The significance of a person, be it your better/other half, a close friend or family creates a sort of hollow throughout the persuasion of the current life – the feeling experience you experience right at this moment.
Losing a human being who cherished your dreams as you did comes as a setback; especially when you lose them forever in the oblivion of the unknown. I refer to death, here.
It has always been a ride, death has been. Of course, the process and concept of death tears the strongest of people apart, limb by limb; yet, growing in the comfort of improved development is a drug, if you can help yourself.
The time I lost three really important people in my life, back then, called for a ride. I fought with each one of them the last time I met them – disagreed, rather. How the moments break me every single day is a process of itself, altogether. I would not wish even a negatively sworn opponent to feel that despair of repentance.
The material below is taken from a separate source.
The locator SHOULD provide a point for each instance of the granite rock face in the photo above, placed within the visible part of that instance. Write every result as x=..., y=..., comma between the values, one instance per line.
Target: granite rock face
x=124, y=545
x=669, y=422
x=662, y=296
I truly reckon that life goes on through such setbacks, some which are massive to some people with the only bread earner joining the greatly mysterious regime of non existence on this planet. It works out differently for different persons, thus showing subjectivity.
And that, means a lot more than it intends to showcase – there is hope. Every bad, most miserable circumstance shines with a ray of enlightenment and endless hope at that point and one must, to whoever it presents itself to, must embrace it.
It does go away, after a while, but what stays with you are the memories and most importantly, the courage to make it.